I'm trying to read an image into a char array. Here is my try:
ifstream file ("htdocs/image.png", ios::in | ios::binary | ios::ate);
ifstream::pos_type fileSize;
char* fileContents;
if(file.is_open())
{
fileSize = file.tellg();
fileContents = new char[fileSize];
file.seekg(0, ios::beg);
if(!file.read(fileContents, fileSize))
{
cout << "fail to read" << endl;
}
file.close();
cout << "size: " << fileSize << endl;
cout << "sizeof: " << sizeof(fileContents) << endl;
cout << "length: " << strlen(fileContents) << endl;
cout << "random: " << fileContents[55] << endl;
cout << fileContents << endl;
}
And this is the output:
size: 1944
sizeof: 8
length: 8
random: ?
?PNG
Can anyone explain this to me? Is there an end-of-file char at position 8? This example was taken from cplusplus.com
Running Mac OS X and compiling with XCode.
Returns the size of the file. size of your image.png is 1944 bytes.
cout << "size: " << fileSize << endl;
Returns the sizeof(char*), which is 8 on your environment. Note that size of any pointer is always the same on any environment.
cout << "sizeof: " << sizeof(fileContents) << endl;
The file you are reading is a binary file so it might contain 0 as a valid data. When you use strlen, it returns the length until a 0 is encountered, which in the case of your file is 8.
cout << "length: " << strlen(fileContents) << endl;
Returns the character at the 56th location (remember array indexing starts from 0) from start of file.
cout << "random: " << fileContents[55] << endl;
A suggestion:
Do remember to deallocate the dynamic memory allocation for fileContents using:
delete[] fileContents;
if you don't, you will end up creating a memory leak.
fileSize - the number of bytes in the file.
sizeof( fileContents ) - returns the size of a char* pointer.
strlen( fileContents) - counts the number of characters until a character with a value of '0' is found. That is apparently after just 8 characters - since you are reading BINARY data this is not an unexpected result.
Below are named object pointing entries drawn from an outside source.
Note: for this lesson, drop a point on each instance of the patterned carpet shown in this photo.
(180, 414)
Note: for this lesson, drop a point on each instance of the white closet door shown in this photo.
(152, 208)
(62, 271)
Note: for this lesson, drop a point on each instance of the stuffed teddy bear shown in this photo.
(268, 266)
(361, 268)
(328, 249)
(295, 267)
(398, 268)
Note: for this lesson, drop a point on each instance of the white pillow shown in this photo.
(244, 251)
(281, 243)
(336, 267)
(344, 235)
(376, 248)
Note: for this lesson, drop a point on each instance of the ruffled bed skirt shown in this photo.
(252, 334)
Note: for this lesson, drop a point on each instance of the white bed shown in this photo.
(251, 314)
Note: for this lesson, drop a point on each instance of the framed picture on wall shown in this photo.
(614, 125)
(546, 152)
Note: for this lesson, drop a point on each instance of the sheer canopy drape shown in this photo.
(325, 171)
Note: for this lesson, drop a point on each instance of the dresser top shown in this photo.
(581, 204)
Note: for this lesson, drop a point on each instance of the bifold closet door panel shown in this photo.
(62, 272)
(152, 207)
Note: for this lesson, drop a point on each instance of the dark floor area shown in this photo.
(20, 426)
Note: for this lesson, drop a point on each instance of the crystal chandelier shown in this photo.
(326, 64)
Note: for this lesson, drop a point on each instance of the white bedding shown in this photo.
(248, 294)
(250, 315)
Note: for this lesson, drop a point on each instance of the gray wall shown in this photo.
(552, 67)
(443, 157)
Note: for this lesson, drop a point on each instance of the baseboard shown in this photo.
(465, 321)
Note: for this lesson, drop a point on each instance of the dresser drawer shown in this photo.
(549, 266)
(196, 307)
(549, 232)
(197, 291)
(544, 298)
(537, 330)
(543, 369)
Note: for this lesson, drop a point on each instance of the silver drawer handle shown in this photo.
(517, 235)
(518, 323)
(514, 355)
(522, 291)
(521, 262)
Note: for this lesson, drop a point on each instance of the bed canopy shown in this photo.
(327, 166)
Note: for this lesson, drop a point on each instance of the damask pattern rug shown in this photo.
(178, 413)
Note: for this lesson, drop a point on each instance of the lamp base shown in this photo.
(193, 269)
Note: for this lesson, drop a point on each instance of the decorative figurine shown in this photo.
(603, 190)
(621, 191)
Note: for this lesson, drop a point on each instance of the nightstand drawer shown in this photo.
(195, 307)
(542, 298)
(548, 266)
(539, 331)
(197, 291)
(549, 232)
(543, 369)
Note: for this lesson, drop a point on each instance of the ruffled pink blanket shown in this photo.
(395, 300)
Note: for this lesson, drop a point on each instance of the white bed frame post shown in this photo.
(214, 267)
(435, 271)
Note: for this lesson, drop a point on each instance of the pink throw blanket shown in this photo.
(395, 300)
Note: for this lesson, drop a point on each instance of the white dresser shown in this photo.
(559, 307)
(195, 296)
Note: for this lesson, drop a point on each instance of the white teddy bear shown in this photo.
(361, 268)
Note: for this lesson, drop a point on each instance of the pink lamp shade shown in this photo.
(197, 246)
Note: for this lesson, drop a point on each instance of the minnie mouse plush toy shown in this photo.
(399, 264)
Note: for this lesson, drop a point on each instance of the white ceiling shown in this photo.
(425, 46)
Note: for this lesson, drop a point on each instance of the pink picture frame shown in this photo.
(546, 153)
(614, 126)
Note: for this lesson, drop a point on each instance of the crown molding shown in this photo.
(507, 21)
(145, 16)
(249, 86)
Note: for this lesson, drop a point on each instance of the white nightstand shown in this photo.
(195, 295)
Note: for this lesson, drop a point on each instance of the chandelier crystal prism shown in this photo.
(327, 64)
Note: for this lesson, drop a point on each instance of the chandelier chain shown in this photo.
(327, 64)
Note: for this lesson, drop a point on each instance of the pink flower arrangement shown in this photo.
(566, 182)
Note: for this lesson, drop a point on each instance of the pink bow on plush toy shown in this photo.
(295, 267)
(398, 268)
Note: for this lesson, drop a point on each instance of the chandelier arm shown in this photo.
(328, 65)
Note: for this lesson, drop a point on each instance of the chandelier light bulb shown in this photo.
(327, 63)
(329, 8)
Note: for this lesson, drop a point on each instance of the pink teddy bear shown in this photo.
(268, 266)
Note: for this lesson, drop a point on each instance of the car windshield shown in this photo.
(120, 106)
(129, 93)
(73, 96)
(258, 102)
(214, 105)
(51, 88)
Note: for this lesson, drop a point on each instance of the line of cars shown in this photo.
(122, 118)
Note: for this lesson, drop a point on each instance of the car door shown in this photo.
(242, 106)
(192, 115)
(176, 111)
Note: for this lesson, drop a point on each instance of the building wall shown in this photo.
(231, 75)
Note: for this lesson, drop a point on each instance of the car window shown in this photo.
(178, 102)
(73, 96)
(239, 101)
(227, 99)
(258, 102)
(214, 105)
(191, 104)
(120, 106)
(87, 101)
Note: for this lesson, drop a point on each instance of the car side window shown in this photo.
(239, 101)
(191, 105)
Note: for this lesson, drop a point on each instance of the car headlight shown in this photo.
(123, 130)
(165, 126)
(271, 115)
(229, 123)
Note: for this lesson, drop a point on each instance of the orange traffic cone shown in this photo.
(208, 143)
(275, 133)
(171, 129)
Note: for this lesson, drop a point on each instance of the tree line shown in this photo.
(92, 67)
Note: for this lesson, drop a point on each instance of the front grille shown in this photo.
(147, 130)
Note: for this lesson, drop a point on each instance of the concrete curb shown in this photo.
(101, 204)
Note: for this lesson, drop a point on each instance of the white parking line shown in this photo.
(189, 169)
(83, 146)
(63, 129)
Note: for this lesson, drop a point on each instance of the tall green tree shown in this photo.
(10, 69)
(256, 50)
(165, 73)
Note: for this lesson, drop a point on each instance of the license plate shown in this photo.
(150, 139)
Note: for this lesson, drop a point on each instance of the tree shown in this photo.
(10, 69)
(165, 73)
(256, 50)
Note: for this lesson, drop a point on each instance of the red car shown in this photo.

cout << fileContents - like strlen, cout writes out characters until one with a value of '0' is found. From the output it looks like some of the characters aren't printable.
Your example has some other issues - it doesn't free the memory used, for example. Here's a slightly more robust version:
vector< char > fileContents;
{
ifstream file("htdocs/image.png", ios::in | ios::binary | ios::ate);
if(!file.is_open())
throw runtime_error("couldn't open htdocs/image.png");
fileContents.resize(file.tellg());
file.seekg(0, ios::beg);
if(!file.read(&fileContents[ 0 ], fileContents.size()))
throw runtime_error("failed to read from htdocs/image.png");
}
cout << "size: " << fileContents.size() << endl;
cout << "data:" << endl;
for( unsigned i = 0; i != fileContents.size(); ++i )
{
if( i % 65 == 0 )
cout << L"\n';
cout << fileContents[ i ];
}
This answer of mine to another question should be exactly what you are looking for (especially the second part about reading it into a vector<char>, which you should prefer to an array.
As for your output:
sizeof(fileContents) return the size of a char *, which is 8 on your system (64 bit I guess)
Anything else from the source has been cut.